Jean-Marc Vallée, un créateur têtu
Guy Fournier
De tous les créateurs que j’ai connus, Jean-Marc Vallée est sûrement le plus obstiné et le plus têtu.
Pour un homme comme lui, les anglophones emploient le mot « dedicated ». Je pourrais donc écrire que Vallée était un créateur « dédié », mais ce mot ne le définirait pas aussi bien que le mot anglais. Il y a quelque chose de mystique dans « dedicated », comme il y avait chez Vallée un attachement quasi religieux pour le cinéma.
Les réalisateurs détestent souvent les salles de montage. Ceux qui connaissent comment se fabrique un film savent qu’il y a un monde entre le tournage et le montage. Le tournage, c’est l’effervescence, le branle-bas, presque le chaos. Comme un capitaine en pleine tempête, le réalisateur y est maître après Dieu. Ce voyage turbulent à l’issue incertaine peut durer un mois, deux mois, parfois plus. Il faut au capitaine des nerfs solides. Ceux de Jean-Marc étaient d’acier.
Seul dans une salle de montage, Vallée exultait. Dans la quasi-obscurité du lieu, son regard fixait chaque image avec intensité pour en tirer des séquences signifiantes. Jean-Marc travaillait au montage avec la patience et la lenteur d’un joaillier. Il cherchait à mettre en valeur chacune des images comme s’il s’agissait de pierres précieuses.
LA NAISSANCE DE C.R.A.Z.Y.
C’est dans la pénombre et l’atmosphère monacale d’une salle de montage que furent conçus tous les films de Jean-Marc Vallée, en particulier C.R.A.Z.Y., le plus personnel et le plus québécois de tous. Vallée y a passé un temps fou pendant qu’il remuait ciel et terre pour obtenir les droits des chansons qui avaient meublé son adolescence. Ce sont ces musiques qui avaient construit l’homme qu’il était devenu.

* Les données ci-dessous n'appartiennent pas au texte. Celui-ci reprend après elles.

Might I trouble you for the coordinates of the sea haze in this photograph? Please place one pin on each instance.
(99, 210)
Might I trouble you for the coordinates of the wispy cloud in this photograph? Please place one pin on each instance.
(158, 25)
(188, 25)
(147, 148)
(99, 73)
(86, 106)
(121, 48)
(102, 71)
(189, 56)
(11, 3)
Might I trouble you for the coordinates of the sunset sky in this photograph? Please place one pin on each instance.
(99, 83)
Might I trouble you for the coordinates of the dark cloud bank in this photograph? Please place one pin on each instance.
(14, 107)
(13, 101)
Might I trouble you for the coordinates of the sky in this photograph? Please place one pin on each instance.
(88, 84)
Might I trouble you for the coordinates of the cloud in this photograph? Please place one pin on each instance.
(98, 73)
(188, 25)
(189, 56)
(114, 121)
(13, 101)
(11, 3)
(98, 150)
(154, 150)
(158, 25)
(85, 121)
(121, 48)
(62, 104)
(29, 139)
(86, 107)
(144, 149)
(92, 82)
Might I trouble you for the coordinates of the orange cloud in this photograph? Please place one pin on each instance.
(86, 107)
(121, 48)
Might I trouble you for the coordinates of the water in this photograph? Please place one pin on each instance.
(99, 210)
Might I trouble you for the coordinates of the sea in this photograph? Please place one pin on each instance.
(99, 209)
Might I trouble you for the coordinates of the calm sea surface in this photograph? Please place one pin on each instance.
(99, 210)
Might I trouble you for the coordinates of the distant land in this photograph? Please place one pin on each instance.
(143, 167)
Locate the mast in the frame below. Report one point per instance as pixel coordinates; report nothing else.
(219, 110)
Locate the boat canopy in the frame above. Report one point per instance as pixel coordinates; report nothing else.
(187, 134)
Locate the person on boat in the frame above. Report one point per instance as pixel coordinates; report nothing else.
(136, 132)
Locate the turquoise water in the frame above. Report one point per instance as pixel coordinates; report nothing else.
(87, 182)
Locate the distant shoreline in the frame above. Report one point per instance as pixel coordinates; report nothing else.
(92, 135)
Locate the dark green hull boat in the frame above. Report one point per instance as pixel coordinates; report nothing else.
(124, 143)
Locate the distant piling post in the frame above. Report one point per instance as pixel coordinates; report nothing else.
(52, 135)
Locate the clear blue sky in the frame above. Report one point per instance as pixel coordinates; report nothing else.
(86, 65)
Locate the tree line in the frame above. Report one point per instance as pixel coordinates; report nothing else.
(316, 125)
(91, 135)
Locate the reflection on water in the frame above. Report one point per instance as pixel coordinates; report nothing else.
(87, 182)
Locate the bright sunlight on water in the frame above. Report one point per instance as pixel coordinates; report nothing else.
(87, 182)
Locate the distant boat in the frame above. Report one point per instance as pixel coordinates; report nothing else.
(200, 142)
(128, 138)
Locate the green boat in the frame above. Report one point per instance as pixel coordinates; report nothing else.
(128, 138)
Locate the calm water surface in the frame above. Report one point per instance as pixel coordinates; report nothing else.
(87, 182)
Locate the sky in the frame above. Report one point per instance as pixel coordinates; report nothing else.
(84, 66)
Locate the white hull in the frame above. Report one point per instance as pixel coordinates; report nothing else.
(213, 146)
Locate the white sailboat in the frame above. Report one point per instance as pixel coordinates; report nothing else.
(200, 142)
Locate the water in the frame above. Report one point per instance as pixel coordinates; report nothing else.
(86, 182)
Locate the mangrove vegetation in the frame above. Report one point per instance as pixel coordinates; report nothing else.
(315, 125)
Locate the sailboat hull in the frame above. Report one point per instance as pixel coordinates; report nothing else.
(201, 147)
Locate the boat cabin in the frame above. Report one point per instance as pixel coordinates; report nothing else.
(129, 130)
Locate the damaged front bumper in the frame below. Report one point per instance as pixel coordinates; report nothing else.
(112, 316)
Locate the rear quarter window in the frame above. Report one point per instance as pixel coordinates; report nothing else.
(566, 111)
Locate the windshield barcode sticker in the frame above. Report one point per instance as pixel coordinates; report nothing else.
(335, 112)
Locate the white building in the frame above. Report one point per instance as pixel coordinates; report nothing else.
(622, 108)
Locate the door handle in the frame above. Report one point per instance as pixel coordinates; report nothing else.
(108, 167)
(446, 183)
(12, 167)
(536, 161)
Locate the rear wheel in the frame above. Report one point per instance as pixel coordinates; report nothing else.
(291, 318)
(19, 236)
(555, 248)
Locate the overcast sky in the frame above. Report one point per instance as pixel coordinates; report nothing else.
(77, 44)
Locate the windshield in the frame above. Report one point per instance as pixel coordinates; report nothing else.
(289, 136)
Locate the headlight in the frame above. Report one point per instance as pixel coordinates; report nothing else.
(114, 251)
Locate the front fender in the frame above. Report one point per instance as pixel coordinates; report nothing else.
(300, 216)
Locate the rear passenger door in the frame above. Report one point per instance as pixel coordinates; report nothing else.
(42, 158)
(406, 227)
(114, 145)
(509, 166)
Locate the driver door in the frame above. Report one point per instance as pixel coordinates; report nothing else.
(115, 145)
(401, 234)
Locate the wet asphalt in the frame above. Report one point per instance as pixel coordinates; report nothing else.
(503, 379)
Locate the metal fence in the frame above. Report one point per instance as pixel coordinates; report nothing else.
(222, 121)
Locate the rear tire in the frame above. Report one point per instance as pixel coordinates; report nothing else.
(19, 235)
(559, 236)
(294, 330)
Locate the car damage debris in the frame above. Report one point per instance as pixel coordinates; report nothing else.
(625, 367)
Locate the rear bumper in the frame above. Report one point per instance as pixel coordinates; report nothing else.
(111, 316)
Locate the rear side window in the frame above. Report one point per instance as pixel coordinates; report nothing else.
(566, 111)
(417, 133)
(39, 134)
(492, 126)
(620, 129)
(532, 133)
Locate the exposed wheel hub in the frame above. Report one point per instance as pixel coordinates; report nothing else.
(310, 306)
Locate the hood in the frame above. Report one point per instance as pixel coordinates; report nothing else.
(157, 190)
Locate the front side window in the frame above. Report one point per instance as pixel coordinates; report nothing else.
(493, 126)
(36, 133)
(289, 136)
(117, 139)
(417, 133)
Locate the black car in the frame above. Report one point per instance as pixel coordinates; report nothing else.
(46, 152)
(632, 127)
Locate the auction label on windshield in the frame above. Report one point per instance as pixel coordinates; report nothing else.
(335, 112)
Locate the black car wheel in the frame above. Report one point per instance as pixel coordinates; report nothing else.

J’étais à Toronto en mars 2006 lorsque C.R.A.Z.Y. remporta 11 prix Génie. Le film rata seulement le trophée de la photographie, signée Pierre Mignot. Quant à moi, il aurait bien mérité ce prix-là aussi. J’imagine que le jury aurait trouvé indécent qu’à Toronto un film québécois rafle tous les trophées.
À l’issue du gala, je courus retrouver les acteurs et les artisans qui venaient d’assister au triomphe. C’était vraiment le triomphe de Vallée, car même les acteurs couronnés d’un trophée comme Danielle Proulx et Michel Côté refusaient de prendre le moindre crédit.
Quand je félicitai Paul Jutras, qui avait remporté le Génie du meilleur montage, il refusa net, lui aussi, de s’attribuer le moindre mérite.
« Jean-Marc a tout fait, me dit-il, avant d’avouer à mi-voix qu’il ne travaillerait plus avec lui, car il est intransigeant jusqu’à l’obsession ».
LA MUSIQUE AVANT TOUTE CHOSE
Ce perfectionnisme de Vallée, qui ne laissait place à aucune concession, j’en connaissais un bout. J’ai travaillé quelques années comme auteur avec la dramaturge et scénariste Chantal Cadieux (Providence, Mémoires vives, Une autre histoire, etc.), qui fut durant 15 ans la conjointe de Jean-Marc. Elle fut donc à même de constater à quel point il était totalement absorbé par son travail lorsqu’il écrivait et préparait un film.
Cet homme plutôt solitaire, qui pouvait même paraître revêche, fondait comme glace au soleil en écoutant de la musique. C.R.A.Z.Y. est la preuve de l’importance qu’elle prenait dans sa vie.
Ce n’est pas sans raison qu’il fut l’un des premiers à reconnaître le talent notable d’Alexandra Stréliski. Comme il fut l’un des premiers à croire au documentaire de Marie-Julie Dallaire, Comme une vague, une ode envoûtante à la musique et au pouvoir des sons.
Que Jean-Marc Vallée disparaisse le jour de Noël est une étrange ironie lorsqu’on se rappelle que c’est une fête qu’abhorrait Zachary, l’adolescent de C.R.A.Z.Y. que personnifiait Marc-André Grondin.